Schaaf, who was elected to Oakland's City Council in 2010 and then mayor in 2014, has long been one of the most consistently pro-cop, law-and-order politicians in the city. She spent her first day as mayor hanging out with rank-and-file cops, and one of her first notable acts was the institution of a ban on nighttime marches, first enforced against Black Lives Matter demonstrators during the #SayHerName actions in May 2015.

But between the racist texts and having to oust a third chief, she must have decided that political survival required her to put as much distance between herself and the OPD as possible, if only rhetorically.

Protests by Oakland's activists might well prevent from Schaaf getting away with that.

Whent's firing wasn't directly a consequence of political activism, as was the case with the recent ouster of San Francisco's chief Greg Suhr.

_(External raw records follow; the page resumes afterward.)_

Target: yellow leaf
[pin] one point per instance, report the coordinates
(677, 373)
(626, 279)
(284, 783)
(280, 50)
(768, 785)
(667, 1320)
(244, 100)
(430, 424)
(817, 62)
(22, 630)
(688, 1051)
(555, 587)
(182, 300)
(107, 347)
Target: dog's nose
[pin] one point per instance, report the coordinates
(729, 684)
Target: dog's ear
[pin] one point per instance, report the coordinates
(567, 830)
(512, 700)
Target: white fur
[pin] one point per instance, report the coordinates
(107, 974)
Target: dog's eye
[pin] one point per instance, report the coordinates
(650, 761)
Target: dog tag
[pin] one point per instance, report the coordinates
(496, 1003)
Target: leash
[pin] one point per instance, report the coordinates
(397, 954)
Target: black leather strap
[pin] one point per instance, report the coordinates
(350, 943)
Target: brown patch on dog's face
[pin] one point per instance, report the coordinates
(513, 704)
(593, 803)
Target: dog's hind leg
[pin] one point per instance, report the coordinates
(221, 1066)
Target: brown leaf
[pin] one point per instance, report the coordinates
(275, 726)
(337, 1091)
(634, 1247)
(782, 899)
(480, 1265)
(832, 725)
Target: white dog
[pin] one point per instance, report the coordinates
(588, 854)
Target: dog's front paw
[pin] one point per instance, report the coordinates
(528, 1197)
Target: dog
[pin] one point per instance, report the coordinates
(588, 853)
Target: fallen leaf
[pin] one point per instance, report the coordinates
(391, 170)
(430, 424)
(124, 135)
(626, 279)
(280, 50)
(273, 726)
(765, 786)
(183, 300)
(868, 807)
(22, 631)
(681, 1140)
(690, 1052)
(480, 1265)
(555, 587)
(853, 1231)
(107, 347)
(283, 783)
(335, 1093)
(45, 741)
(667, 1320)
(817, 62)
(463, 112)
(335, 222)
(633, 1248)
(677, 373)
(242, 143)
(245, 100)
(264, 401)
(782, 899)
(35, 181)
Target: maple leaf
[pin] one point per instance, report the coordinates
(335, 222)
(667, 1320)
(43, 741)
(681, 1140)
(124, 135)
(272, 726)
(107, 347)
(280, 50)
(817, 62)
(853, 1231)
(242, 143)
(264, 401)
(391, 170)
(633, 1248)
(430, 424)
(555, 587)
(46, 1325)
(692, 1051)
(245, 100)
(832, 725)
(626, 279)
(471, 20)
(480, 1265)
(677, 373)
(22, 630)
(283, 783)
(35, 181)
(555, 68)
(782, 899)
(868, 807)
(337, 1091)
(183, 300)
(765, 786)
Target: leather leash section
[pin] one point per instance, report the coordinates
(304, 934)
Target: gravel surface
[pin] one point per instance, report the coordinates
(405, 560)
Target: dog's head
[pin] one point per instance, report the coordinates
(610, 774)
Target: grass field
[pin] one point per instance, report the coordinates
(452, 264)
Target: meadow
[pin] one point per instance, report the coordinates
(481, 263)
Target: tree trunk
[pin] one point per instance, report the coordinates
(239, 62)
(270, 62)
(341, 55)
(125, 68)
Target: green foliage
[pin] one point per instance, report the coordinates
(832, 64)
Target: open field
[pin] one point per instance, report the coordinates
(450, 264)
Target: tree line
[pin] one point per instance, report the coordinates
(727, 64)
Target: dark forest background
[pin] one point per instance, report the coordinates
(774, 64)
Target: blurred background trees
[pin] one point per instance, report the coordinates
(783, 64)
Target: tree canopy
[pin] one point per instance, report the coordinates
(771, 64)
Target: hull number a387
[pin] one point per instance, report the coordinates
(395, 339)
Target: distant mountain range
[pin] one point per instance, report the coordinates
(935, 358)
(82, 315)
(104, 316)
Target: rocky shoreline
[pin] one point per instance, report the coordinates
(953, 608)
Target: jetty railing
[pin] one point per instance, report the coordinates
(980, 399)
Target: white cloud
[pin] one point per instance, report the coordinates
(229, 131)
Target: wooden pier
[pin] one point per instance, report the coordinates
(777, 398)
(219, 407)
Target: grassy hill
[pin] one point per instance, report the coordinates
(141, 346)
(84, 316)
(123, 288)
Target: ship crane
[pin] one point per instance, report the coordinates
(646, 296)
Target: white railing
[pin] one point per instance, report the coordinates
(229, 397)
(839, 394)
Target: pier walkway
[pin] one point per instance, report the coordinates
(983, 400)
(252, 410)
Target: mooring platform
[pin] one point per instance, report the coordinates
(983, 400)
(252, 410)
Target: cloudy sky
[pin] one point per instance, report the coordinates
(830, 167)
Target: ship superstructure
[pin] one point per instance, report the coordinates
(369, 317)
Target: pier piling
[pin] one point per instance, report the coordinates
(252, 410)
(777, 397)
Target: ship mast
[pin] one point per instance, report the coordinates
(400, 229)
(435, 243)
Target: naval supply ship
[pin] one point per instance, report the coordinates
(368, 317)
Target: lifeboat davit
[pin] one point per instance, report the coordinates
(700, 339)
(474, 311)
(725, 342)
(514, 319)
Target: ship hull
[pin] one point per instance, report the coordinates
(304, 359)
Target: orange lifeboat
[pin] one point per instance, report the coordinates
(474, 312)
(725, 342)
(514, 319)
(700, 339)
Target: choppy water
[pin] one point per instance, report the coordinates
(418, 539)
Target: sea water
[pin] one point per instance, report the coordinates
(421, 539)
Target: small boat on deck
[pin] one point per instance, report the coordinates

But the development of the Black Lives Matter movement, together with the earlier fights for justice for Oscar Grant, Alan Blueford and other victims of Oakland police murder, form the context in which a mayor might feel the need to sacrifice a prominent individual in order to preserve the viability of the police as an institution.

A proposed ballot measure to establish an elected civilian police commission with the power to fire cops didn't receive enough signatures to get on the November ballot without a vote by the City Council, and as of a month ago, a push to have the Council place it on the ballot was stalled in committee. But in the wake of the scandals, a weakened version was moved forward on June 14, and suddenly, a temporary form of civilian oversight is already in place.

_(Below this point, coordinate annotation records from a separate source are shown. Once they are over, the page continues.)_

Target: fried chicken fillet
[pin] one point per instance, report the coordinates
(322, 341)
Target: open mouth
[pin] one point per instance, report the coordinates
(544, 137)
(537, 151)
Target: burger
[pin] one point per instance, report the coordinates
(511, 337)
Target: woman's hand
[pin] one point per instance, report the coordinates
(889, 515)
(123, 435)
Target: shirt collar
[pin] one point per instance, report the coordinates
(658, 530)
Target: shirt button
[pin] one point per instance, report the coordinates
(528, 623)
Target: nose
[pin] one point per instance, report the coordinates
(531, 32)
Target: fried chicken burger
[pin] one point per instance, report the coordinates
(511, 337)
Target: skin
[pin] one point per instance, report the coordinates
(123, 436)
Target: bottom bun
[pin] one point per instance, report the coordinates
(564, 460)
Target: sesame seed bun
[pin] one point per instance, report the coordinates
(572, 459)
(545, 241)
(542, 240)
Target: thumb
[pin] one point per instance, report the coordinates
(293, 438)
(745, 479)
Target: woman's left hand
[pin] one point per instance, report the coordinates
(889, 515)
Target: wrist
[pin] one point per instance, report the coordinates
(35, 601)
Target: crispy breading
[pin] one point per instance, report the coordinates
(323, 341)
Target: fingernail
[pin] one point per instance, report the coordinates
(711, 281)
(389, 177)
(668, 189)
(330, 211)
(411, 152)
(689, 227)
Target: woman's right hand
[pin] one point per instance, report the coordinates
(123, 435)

A fight is looming over whether it will be made meaningful and permanent--or whether Schaaf and her allies will be able to take us back, after a while, to the way things were, with no real accountability for police. Oakland police have gotten away with killing a number of people, most of them Black, in the last few years, but a straw has finally broken at least their leadership's back. That doesn't guarantee real change, but it provides an opportunity.

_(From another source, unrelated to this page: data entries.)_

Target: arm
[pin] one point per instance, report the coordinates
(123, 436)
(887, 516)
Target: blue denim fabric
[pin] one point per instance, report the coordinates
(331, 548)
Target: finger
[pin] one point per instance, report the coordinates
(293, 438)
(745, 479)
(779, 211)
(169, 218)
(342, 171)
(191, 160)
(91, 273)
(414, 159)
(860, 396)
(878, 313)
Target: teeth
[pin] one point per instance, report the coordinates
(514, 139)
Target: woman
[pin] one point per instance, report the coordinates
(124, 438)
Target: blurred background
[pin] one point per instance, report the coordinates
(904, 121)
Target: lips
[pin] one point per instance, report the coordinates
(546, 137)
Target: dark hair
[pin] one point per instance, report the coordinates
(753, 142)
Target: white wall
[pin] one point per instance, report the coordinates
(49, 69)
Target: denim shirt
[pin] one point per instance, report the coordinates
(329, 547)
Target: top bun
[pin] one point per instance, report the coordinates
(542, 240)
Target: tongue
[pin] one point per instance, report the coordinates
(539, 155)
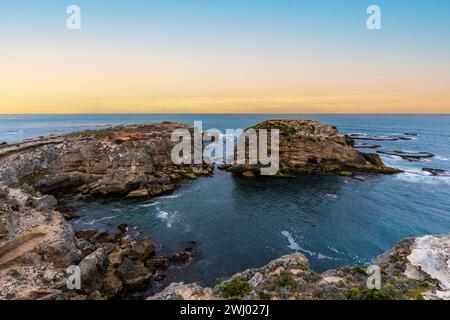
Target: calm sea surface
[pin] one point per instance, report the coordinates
(238, 224)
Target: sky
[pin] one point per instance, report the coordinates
(225, 56)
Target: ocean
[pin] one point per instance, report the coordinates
(237, 224)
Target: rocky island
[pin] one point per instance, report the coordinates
(37, 244)
(307, 146)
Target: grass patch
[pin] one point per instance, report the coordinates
(235, 288)
(191, 175)
(366, 294)
(285, 279)
(360, 270)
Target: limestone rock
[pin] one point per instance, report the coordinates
(308, 146)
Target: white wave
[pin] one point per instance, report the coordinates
(295, 246)
(167, 217)
(418, 176)
(147, 205)
(169, 197)
(333, 249)
(98, 220)
(292, 244)
(12, 133)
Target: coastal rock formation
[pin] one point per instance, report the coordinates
(366, 146)
(36, 243)
(417, 268)
(133, 160)
(308, 146)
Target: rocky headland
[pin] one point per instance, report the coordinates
(307, 146)
(37, 244)
(415, 269)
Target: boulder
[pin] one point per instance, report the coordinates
(134, 274)
(85, 234)
(91, 268)
(112, 285)
(143, 249)
(138, 193)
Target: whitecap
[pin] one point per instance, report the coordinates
(333, 249)
(292, 244)
(422, 177)
(295, 246)
(169, 197)
(11, 133)
(147, 205)
(98, 220)
(167, 217)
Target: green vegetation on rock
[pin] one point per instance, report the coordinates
(285, 279)
(235, 288)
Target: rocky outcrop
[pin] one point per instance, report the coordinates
(308, 146)
(36, 243)
(417, 268)
(130, 160)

IT'S IRONIC that the final straw was something which qualifies under state law as a sex trafficking, given that Oakland's police department labeled the city the "hub of the West for underage prostitution" and publicly claimed that it is making a priority of fighting it. But in fact, the criminalization of sex work facilitated Guap's exploitation by providing cops with a power over her life that, unsurprisingly, they abused.

Guap, who talked at length to the East Bay Express, doesn't seem to have described herself as a rape victim, but as Katherine Koster of the Sex Workers Outreach Project told the Express, the fact that any cop who was unhappy with what she offered or didn't offer sexually could have placed her under arrest makes it clearly a "coercive situation."

The president of Oakland's police union told the Los Angeles Times that "those who are out there today serving the citizens of Oakland, this isn't what they're made of." But plainly, it is. On top of the Oakland cop who killed himself, two others have resigned, and three more have been placed on leave, but the rest are still on the streets.

It will be harder than ever in the coming months for defenders of the police to claim persuasively that the problem is just a few "bad apples," or even just one rotten barrel in Oakland.

It's not just that the Oakland cops directly involved in either the abuse of Guap or the racist text messages amount to a significant percentage of the force, which has less than 800 officers. And it's not just that Schaaf has been unable to find a ranking cop in the department who is scandal-free.

Richmond police and Alameda County sheriff's deputies are also under investigation for coercing sex from Guap; a Contra Costa County deputy has already been suspended for "sex with an underage girl," who may be Guap or another victim entirely; plus a federal officer was involved, too, according to the Express.

It would be reasonable to conclude that Oakland's police are unusual only because so many of their abuses have become public.